What follows is a piece I wrote last year after visiting my Hindu teacher’s monastery in California. It was meant to be published as a little booklet, but I never got around finishing it. Warning! It’s unedited;
This is Audarya, not the World

It’s 4.20 am and my alarm goes off. It’s time to wake up. I arrived yesterday after staying in San Francisco for some days. The change is enormous. From homeless people pushing around shopping carts to grass eating cows. From sky scraping towers to tall trees. There is no comparison. It was a two and half hour drive from San Francisco. Vamsidhari, my host in SF, drove me to Santa Rosa where Gurunistha picked me up in a Toyota Prius. From there, only a little bit of highway left. We exited and drove over roads with lots of turns and climbs and drops. The last part was just unpaved road. At the end of the road, we stopped and here we are, Audarya, a monastery up in the redwoods.

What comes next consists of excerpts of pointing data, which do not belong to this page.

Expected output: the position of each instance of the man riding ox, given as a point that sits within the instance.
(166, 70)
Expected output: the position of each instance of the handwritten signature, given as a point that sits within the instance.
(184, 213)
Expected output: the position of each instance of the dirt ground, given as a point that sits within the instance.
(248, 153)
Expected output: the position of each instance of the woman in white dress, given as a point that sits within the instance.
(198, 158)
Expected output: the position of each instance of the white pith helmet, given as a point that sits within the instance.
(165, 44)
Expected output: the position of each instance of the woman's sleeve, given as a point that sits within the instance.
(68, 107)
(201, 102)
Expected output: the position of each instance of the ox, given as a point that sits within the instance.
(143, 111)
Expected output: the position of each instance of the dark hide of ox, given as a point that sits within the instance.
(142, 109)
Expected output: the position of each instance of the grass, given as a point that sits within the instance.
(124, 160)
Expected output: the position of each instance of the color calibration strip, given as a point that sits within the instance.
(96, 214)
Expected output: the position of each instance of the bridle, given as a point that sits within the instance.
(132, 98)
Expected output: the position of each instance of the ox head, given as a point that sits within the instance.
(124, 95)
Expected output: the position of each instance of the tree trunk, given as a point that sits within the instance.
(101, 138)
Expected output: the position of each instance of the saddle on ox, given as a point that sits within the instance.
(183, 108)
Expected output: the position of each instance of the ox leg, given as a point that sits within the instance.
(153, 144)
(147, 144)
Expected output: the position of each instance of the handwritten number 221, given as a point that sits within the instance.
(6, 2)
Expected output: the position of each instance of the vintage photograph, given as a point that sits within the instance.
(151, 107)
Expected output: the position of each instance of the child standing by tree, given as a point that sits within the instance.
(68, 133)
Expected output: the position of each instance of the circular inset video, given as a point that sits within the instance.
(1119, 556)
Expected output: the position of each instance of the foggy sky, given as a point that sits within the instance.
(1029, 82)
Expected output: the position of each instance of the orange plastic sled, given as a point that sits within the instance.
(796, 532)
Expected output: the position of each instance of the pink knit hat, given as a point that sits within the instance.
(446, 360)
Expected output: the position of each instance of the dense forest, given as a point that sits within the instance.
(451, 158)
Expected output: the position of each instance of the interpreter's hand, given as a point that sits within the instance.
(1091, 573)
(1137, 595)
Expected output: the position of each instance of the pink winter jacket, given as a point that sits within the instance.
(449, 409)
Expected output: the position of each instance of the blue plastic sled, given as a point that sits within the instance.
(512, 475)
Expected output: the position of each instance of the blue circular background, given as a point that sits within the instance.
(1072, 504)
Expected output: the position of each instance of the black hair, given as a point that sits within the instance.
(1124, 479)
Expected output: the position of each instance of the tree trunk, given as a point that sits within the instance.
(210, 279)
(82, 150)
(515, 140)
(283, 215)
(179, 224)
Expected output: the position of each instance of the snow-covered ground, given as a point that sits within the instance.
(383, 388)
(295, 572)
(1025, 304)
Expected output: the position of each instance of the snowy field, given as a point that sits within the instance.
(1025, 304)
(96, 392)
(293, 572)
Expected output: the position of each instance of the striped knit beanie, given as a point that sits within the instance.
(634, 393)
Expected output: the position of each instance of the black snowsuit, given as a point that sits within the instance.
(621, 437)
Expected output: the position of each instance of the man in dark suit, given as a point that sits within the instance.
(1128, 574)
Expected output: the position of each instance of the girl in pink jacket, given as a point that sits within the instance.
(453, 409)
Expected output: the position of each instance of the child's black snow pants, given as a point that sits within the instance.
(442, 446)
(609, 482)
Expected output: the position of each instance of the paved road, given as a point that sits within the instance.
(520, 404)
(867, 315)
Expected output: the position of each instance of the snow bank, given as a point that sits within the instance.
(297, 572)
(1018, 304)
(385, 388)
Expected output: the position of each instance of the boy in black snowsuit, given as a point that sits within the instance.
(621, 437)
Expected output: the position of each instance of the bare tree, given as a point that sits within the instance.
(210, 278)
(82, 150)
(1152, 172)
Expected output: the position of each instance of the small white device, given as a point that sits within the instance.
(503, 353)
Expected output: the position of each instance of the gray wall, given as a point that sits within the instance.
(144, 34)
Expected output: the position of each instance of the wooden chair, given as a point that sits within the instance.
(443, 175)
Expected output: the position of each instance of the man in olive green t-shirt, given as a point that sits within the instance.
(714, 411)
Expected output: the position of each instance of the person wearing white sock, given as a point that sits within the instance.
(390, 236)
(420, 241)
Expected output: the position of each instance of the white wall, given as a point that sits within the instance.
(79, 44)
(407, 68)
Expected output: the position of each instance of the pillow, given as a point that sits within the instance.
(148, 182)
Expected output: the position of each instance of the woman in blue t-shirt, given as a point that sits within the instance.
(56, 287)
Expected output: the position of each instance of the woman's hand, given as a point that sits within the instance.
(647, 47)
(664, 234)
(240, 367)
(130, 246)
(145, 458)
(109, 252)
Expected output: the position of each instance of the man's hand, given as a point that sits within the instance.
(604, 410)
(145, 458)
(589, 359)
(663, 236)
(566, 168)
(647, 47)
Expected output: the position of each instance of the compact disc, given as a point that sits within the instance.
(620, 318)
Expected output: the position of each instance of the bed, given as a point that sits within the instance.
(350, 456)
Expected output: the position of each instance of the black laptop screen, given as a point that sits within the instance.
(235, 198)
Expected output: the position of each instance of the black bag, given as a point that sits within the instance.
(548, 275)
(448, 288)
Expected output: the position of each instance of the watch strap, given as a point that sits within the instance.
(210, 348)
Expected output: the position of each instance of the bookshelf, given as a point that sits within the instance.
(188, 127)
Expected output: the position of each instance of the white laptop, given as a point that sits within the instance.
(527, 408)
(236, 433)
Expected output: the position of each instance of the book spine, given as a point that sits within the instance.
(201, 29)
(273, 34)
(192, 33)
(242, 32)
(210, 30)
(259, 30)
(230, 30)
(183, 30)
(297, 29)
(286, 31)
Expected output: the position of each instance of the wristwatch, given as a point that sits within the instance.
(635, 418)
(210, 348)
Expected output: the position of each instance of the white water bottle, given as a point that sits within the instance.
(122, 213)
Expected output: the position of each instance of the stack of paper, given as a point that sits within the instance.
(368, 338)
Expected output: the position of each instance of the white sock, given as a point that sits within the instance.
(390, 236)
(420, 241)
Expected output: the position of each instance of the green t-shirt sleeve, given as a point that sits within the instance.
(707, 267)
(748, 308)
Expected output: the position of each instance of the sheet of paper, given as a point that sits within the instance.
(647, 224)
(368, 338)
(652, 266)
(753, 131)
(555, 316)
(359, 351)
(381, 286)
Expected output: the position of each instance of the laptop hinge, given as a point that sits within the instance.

I will stay here for about two weeks. Immersing myself in the life of a monastic. Not just any monastic, but a Gaudiya Vaisnava one. This school of feeling and philosophy was transplanted from India in the 1960s and of all the spiritual traditions in the world, I haven’t found any I’ve felt more at home with. In that way, coming to a monastery is an experience of coming home again. Audarya is even more special, because it is the monastery where my Vaisnava teacher lives. His name is Swami B.V. Tripurari and he’s been a monk since the early 1970s. I will be helping out wherever I can and will follow the temple schedule. This means I will wake up early to go to Mangala Arati. Aratis are ceremonies where a priest does offerings to an altar while we sing devotional kirtans, songs, supported by a clay drum, mrdanga, and hand cymbals called karatels. Usually after the aratis there is reading or a lecture from a holy book.
After Guru Maharaj’s reading from Caitanya Caritamrta this morning where Caitanya was reminded of Vrindavana by seeing animals and humans living along harmoniously, I was made to think that this is Vrindavana too. Cats, cows and monastics coexist peacefully. They are all in service of the Center, the deities.
I surely did not find this Center when visiting all the famous locations in SF. Although they are nice sight-seeing destinations, they leave one empty. Just like all the stores that give one the false impression that consumption satisfies. They are places where we can exert our individuality by buying ourselves into whatever we choose from the shelves of the shopping malls.
Today has been a hard day of work. Leveling the last part of a long trail and digging a long trench for the new cabin. At present, the monastics stay in yurts but in the winter these can be very cold.
This morning it’s just Gurunistha, Guru Maharaj and me for arati. This is an amazing experience and raises the question why isn’t it more crowded over here? Why aren’t people lining up to live here? My karatel playing obviously needs a lot of practice. Just doing the same beat all the time isn’t very thrilling. During work today, Gurunistha and me talk about how bhakti is not cheap. And our hard working here, or actually his hard working and my pathetic attempt to, show how expensive it is. While we are digging trenches, I see many attachments spring up. I wonder why there aren’t any contractors coming with bulldozers and doing everything for us while we can go read and chant. But at the same time I realize there is some benefit and a satisfying feeling in being able to build all this ourselves. The physical tiredness in the evening only adds to this.
I never expected any mosquitoes here, but they have found me. It seems mosquitoes are the natural inhabitants of any holy place. I go to Finland, they find me. I go to India, they find me. I go to Audarya and they find me. If this is some karma eating away by means of my allergy, I won’t complain. As long as I’m not producing more karma by scratching.
In the mornings when I wake up, I’m amazed by the darkness. Our eyes are completely blinded when we don’t carry a flashlight here. I walk from my yurt to the bathhouse and at one point, I stop and look up. There are so many stars. It is amazing to know that the ancient sages could determine so much by just looking at the stars, but all I see are spots of light in the darkness. All these stars are present everywhere, but modern street lighting has polluted our skies and makes us unaware of where we are. Looking up to the skies always makes me feel tiny, perhaps we have blinded our vision to the stars, so we’ll forget how small we actually are. No bright lights, no big city. Just faraway in the redwood forest.
This place also causes weird dreams. I have heard other people say the same. But what’s the meaning of being in an office or library and walking up the stairs to hear a lady scream and watch everybody panic. I dream of hitting the fire alarm and running out of the building with lots of other people as fast as I can. After waking up, I just feel weird.
Chris, Sridhama and me had an intimate talk with Guru Maharaj today. It was very special being able to talk to Guru Maharaj this way. To sit and listen and have one’s questions answered in an unbelievable way. Sitting there for two hours straight, listening. First in the cold then in the basking sun. We talked about white bags, the meaning of the songs we sing in the morning and having a healthy monastic model. It should be something people want to be a part of and not run away from. Being a monastic with dignity. Giving it all its respects, and not overly romanticizing it.